Agguato da Frank, il complice indiano: "Non sapevo che Adnan volesse sparare"

Nella mattinata si è svolto l'interrogatorio ad Adnan e Singh, i due killer dei coniugi Seramondi. Gli inquirenti sono ancora a caccia del vero movente dell'agguato, il questore non ha escluso l'ipotesi dell'usura di B.Ras. FOTO - Agguato alla pizzeria 'Frank' - I funerali di Frank e Vanna - Arrestati i due killer - Lo scooter dell'agguato

Agguato in pizzeria Da Frank

Agguato in pizzeria Da Frank

Brescia, 19 agosto 2015 - È durato quasi tre ore l'interrogatorio di convalida dei due asiatici arrestati per l'omicidio dei pizzaioli Francesco Seramondi e Giovanna Ferrari. Muhammad Adnan, il titolare pakistano della pizzeria concorrente Dolce & Salato, ha ribadito davanti al gip di avere ucciso per rivalità commerciale. Il complice indiano assoldato dal primo ha invece riferito di essere stato ingaggiato al prezzo di cinquemila euro dietro la promessa di un lavoro. "Ha riferito che non sapeva che il pakistano volesse sparare, il mio assistito ha anche cercato di fermarlo", ha spiegato il suo legale Nicola Mannatrizio. L'uomo ha inoltre negato di avere partecipato all'aggressione del primo luglio al dipendente albanese di Frank, Arben Corri.

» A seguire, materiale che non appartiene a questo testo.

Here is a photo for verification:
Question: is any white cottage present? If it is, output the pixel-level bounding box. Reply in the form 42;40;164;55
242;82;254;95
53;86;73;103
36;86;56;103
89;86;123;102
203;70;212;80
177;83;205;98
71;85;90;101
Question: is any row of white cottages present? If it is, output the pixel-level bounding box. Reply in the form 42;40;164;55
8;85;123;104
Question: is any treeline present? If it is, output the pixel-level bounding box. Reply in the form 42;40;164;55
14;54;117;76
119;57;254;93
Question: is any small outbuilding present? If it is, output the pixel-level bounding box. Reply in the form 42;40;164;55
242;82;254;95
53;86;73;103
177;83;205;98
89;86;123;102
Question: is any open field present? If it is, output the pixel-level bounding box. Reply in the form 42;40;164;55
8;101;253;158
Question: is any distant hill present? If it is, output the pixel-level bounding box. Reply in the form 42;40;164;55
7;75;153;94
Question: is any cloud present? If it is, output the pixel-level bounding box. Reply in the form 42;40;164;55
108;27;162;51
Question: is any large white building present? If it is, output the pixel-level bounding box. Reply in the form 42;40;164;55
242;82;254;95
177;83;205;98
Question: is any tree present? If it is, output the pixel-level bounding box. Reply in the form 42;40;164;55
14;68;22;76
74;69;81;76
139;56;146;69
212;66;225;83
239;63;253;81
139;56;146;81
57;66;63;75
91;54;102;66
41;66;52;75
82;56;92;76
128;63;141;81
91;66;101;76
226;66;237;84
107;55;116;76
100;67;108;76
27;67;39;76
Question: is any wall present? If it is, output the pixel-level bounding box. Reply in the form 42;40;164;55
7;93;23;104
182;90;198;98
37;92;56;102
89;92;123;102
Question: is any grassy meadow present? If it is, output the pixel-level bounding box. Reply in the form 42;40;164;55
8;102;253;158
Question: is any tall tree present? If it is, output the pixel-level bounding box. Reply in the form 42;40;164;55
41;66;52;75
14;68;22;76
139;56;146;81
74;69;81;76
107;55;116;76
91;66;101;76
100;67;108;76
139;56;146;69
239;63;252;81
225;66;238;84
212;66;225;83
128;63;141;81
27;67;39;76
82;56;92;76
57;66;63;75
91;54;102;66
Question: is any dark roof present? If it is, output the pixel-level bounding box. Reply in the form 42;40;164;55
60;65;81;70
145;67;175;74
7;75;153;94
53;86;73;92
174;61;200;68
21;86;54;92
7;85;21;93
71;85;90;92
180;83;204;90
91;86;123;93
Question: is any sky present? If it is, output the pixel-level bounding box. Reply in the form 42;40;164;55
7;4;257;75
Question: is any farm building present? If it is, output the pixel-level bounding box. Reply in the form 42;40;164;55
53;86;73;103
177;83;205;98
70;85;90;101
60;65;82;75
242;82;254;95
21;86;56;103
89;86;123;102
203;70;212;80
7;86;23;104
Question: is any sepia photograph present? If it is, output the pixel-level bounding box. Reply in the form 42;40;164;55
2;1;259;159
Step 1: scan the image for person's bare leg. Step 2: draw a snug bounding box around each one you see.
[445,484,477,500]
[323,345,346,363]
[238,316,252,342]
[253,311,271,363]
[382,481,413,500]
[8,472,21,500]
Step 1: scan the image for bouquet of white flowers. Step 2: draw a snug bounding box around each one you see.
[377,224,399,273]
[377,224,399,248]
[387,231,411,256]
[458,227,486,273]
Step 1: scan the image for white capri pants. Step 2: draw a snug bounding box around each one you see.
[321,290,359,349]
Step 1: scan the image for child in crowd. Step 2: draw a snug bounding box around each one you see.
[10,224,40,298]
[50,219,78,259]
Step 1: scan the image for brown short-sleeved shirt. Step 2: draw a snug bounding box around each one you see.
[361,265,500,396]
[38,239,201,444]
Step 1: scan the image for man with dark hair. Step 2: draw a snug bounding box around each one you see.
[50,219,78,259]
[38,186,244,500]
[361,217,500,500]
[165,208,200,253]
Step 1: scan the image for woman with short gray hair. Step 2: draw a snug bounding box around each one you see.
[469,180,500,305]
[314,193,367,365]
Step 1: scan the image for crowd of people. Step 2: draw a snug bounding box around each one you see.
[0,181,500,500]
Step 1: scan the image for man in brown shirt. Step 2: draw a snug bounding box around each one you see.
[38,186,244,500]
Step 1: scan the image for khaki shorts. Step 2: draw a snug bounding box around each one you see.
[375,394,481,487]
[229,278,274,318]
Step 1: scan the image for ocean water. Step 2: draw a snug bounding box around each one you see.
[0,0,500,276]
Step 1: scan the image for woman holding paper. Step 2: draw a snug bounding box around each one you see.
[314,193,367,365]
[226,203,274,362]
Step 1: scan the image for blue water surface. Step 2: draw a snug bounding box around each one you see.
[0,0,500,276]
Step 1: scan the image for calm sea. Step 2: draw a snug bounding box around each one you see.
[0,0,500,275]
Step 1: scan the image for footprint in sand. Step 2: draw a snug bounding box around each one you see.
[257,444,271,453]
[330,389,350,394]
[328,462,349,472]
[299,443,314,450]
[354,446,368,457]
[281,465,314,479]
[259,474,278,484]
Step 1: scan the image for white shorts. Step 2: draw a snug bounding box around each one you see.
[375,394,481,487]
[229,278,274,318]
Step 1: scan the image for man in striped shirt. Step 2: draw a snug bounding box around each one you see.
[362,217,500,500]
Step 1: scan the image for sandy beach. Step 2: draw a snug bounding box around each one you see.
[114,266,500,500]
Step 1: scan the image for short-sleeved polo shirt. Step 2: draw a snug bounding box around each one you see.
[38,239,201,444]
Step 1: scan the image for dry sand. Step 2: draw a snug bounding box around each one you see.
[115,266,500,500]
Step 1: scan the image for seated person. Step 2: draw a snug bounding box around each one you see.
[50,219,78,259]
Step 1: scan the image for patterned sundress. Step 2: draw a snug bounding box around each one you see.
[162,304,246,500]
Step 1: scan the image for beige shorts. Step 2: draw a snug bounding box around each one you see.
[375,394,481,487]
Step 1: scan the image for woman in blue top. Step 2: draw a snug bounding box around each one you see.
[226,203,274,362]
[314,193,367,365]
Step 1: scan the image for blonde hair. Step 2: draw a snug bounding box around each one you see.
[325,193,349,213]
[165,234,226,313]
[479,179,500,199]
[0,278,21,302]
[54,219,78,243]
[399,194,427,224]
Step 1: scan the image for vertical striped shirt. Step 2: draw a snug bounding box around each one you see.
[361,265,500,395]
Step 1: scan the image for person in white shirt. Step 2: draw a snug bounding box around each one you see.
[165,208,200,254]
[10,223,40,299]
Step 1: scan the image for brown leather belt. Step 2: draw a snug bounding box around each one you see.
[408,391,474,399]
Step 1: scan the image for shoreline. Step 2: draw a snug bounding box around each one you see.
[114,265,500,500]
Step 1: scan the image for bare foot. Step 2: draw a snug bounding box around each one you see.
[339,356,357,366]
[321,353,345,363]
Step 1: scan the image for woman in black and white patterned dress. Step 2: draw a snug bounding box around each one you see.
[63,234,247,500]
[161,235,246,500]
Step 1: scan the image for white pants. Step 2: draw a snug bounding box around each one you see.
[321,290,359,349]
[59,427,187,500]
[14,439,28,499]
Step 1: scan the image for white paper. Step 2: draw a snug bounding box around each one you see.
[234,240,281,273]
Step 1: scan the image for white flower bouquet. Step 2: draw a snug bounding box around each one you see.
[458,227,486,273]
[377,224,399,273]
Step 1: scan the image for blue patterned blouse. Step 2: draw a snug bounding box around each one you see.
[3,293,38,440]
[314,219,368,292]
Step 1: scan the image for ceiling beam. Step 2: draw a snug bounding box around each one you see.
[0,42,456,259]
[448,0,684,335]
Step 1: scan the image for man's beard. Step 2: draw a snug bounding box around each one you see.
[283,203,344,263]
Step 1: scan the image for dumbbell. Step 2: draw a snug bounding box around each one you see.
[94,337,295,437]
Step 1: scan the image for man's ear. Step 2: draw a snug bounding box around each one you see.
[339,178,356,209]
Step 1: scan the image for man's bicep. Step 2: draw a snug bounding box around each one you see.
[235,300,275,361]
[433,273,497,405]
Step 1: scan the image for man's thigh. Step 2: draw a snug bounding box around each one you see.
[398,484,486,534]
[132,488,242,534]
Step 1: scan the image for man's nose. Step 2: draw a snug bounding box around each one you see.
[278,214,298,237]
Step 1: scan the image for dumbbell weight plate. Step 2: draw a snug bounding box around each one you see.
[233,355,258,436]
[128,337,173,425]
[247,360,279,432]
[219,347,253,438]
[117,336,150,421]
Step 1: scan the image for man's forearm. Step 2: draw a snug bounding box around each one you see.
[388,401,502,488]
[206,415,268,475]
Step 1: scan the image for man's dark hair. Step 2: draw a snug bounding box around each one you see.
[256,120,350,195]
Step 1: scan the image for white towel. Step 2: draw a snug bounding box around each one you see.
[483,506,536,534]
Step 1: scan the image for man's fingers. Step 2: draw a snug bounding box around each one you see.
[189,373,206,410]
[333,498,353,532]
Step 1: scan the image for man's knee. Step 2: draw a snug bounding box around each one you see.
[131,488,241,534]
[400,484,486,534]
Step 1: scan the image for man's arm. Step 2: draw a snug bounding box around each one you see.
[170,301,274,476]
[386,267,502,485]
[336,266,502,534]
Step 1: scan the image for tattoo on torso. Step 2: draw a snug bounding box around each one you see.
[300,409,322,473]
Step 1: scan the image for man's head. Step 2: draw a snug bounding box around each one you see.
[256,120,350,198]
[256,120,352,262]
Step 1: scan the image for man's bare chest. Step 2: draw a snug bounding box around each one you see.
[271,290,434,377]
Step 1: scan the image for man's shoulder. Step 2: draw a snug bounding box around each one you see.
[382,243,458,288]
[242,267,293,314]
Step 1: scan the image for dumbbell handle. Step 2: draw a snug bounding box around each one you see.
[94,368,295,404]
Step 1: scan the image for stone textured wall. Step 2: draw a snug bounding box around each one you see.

Pensavo che Adnan volesse solo dare una lezione a Frank. Non immaginavo che volesse ucciderlo, non lo sapevo. Il fucile lui non lo aveva dall’inizio, altrimenti avrei intuito qualcosa. Lo ha preso in negozio. Per me era troppo tardi per ritirarmi. Ma io non ho ammazzato nessuno”, ha dichiarato. Sarbjit Singh ha infatti accettato di rispondere alle domande del giudice, tradotte da una interprete, e ha raccontato la sua verità. “Conosco Adnan perché lavoravo per lui da quattro mesi, in nero. A volte dormivo nel suo negozio. Lui voleva dare una lezione a Frank, con cui i rapporti non erano buoni. Lunedì me lo ha detto, senza parlare di omicidio, e mi ha promesso cinquemila euro. Me ne ha dati 500. Mi servivano, per aiutare e miei parenti in India”. A procurare e guidare il motorino, ha aggiunto, è stato il pakistano. E anche a procurarsi l’arma e a uccidere.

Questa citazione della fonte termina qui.